After his discharge from the Air Force in 1962, obtaining the rank of master sergeant, Stephens went to work one year at the University of Pennsylvania.
He returned to Spokane in 1963 to work at Sacred Heart, which was in the early days of developing new surgery techniques and theories about heart attacks and other ailments. The hospital had purchased its first heart-lung machine seven years prior, and it had been four years since the medical center’s first open heart surgery.
During that time, Stephens also taught cardio-pulmonary students at Spokane Community College while joining the Washington Air National Guard .
In March 1971, a team of Sacred Heart surgeons performed what is believed to be the first bypass surgery for a patient suffering a heart attack. Dr. John Ganji, one of the physicians on that team, confirmed Stephens was the pump technician for that procedure, which changed the way heart attack patients are cared for around the world.
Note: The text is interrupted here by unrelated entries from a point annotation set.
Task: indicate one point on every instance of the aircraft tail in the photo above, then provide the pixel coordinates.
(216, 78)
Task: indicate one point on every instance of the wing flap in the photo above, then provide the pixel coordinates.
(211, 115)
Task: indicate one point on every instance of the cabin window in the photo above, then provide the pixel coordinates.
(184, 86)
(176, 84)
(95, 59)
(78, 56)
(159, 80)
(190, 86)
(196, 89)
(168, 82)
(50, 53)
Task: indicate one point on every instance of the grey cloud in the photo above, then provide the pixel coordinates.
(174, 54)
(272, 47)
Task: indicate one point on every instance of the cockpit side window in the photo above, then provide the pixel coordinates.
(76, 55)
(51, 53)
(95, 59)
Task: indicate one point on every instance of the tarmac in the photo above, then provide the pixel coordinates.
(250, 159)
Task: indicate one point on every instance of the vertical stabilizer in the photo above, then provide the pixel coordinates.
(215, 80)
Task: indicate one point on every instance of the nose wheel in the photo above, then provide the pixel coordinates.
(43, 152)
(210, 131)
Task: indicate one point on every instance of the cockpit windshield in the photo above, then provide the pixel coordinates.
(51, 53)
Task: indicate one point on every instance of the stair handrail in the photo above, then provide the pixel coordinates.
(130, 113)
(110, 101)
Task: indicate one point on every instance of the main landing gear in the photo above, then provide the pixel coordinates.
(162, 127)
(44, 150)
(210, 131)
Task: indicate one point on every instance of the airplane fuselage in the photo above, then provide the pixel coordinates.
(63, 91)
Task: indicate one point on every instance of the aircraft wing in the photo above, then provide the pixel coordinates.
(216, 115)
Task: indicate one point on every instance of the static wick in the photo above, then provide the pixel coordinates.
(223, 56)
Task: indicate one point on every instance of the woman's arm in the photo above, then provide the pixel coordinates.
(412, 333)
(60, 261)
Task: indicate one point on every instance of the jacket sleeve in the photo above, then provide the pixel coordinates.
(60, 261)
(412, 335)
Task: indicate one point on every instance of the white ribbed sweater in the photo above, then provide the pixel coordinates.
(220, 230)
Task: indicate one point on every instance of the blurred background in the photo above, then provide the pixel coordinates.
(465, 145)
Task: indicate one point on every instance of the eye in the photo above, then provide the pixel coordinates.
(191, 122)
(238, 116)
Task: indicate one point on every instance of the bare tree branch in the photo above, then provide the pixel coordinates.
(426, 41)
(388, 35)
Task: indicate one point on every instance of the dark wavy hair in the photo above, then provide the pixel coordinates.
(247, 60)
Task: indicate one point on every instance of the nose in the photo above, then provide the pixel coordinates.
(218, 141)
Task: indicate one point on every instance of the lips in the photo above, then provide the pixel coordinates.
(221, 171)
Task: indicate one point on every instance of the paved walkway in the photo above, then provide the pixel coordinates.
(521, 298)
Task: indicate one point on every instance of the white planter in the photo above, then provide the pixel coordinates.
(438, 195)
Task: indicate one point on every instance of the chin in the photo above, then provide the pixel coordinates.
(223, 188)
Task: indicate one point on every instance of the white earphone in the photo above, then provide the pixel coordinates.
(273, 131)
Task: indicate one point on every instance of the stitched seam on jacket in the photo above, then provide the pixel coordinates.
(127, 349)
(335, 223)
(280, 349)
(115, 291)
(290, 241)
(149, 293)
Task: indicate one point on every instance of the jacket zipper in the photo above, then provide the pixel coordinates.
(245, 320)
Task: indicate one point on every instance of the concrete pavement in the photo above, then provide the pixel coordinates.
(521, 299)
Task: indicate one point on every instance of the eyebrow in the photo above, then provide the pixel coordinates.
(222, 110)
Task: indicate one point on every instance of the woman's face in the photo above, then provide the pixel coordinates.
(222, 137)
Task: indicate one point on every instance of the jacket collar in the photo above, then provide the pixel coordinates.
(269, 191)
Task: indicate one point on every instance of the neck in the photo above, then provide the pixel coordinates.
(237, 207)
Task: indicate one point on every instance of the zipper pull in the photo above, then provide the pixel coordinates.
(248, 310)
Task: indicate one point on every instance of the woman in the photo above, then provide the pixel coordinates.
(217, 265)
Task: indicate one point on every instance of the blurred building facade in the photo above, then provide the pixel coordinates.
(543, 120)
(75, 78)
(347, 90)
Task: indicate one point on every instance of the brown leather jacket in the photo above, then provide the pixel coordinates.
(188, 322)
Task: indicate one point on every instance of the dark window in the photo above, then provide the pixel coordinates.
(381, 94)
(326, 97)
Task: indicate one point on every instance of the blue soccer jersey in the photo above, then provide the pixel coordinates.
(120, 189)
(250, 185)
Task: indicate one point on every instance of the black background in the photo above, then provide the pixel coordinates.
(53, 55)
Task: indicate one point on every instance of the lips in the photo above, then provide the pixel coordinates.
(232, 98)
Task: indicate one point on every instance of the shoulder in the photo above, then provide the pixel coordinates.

“In the beginning, it was very hard,” Ganji said. “There weren’t many people doing it.”
Ganji said Stephens would also operate the machine on dogs, when the surgeons and doctors were practicing techniques and conducting research in the lab.
“He was a great guy. He did everything correctly,” Ganji said.
It was at the hospital that Stephens met his second wife, Cathy, who was a nurse studying at Washington State University. They were introduced by her nursing instructors, Cathy Stephens said, and she asked to observe more of his open-heart surgeries.
“We got married the day before his birthday, and he chose that,” Cathy Stephens said.
Later, when the hospital began performing transplant procedures, his schedule filled up, Cathy Stephens said. The hospital allowed Nebraska Stephens, who also went by Steve, to park his motor home in the parking lot.
“Thank goodness, they realized how much he was working,” she said. “And Steve got to come home, and it was wonderful.”
In photos around the time, Stephens, a Black man, can be seen with a surgical team that was almost exclusively white. Donricco Stephens said his father never spoke of any discrimination in the medical field in Spokane, despite his early career in the industry occurring during the height of the civil rights movement.
“As far as I knew, my dad never had any racial problems,” Donricco said. “He never talked about it to us.”
He did, however, have to deal with segregation in housing, his son said. The airman and medical professional looked for homes on Spokane’s South Hill, but was unable to secure an agent or seller because of his skin color. Redlining prohibited selling homes to Black buyers there, and Stephens ending up buying a house near Minnehaha Park in northeast Spokane without the assistance of an agent. They wouldn’t work with him because of his skin color, his son said.
“He had to actually find that house by himself,” Donricco Stephens said.
After pursuing his own career in the Army, Donricco Stephens returned to Spokane a few years ago to care for his father, who by that time had retired from his medical career. Nebraska Stephens remained interested in medicine all his life, his son said.
“Up until a month ago, I would say, he’d say, ‘Don, bring me a piece of paper or a notepad, I have an idea for a new catheterization procedure,’ ” Donricco Stephens said.